Она вновь ударила его, но в последний момент Шалопуто отпрянул, и иглы прошли мимо цели, воткнувшись в одну из демонических голов, охранявших корму Полыни. Старуха смачно выругалась и потянула за иглы, вытаскивая их из разукрашенного дерева. Но только она успела это сделать, как резной демон вдруг зарычал и поднял большую рогатую голову.
— Мне больно, — произнес он.
На мгновение Шалопуто испытал невероятное удовольствие, заметив на морщинистом лице Бабули Ветоши тень страха. Но она тут же взяла себя в руки, и страх превратился в презрение.
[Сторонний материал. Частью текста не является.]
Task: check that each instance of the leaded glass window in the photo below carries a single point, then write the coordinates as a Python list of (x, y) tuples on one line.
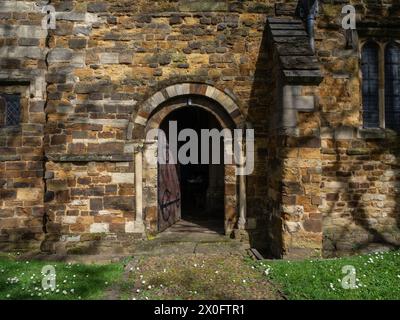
[(11, 108), (392, 86), (370, 84)]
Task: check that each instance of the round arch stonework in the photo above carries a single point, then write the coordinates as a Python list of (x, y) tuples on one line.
[(150, 115), (136, 129)]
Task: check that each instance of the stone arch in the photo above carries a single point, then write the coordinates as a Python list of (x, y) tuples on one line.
[(137, 126), (149, 115)]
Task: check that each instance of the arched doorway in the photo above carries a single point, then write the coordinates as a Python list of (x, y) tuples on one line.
[(150, 115), (198, 195)]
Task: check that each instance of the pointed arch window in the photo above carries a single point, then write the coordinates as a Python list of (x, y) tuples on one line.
[(370, 84), (392, 86)]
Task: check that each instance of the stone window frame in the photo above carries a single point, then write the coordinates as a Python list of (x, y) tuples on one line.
[(382, 45), (21, 88)]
— Глупец, — сказала она и повернулась к Шалопуто, чтобы, наконец, покончить с ним. — Дерево и краска меня не испугают.
Это оказалось ошибкой.
Уколотый демон поднял грубо вырезанный кулак, до сих пор прижатый к обнаженной груди, и ударил старуху так, что она отлетела прочь и рухнула на палубу.
Шалопуто не стал смотреть, нанес ли ей демон сколь-нибудь серьезный урон. Он мысленно вознес молитву в благодарность за свое спасение, а затем, искушая судьбу подбросить ему что похуже, отправился искать Кэнди.
Чем дальше в недра Полыни тащил Кэнди Каспар Захолуст, тем более угрожающими становились его слова.
— Спорю, ты думала, что никогда больше меня не увидишь. Он не сможет причинить мне вред, думала ты. Он же заперт. Вот тут ты и ошиблась. Разве ты не знала, что те, кто умеет ждать, всегда дожидаются? И я ждал — о да, я был терпелив! — я ждал возможности отплатить тебе за свое… унижение. И когда я с тобой покончу, то найду раба и заставлю его заплатить. Да. Я буду бить его до тех пор, пока у него не останется слез.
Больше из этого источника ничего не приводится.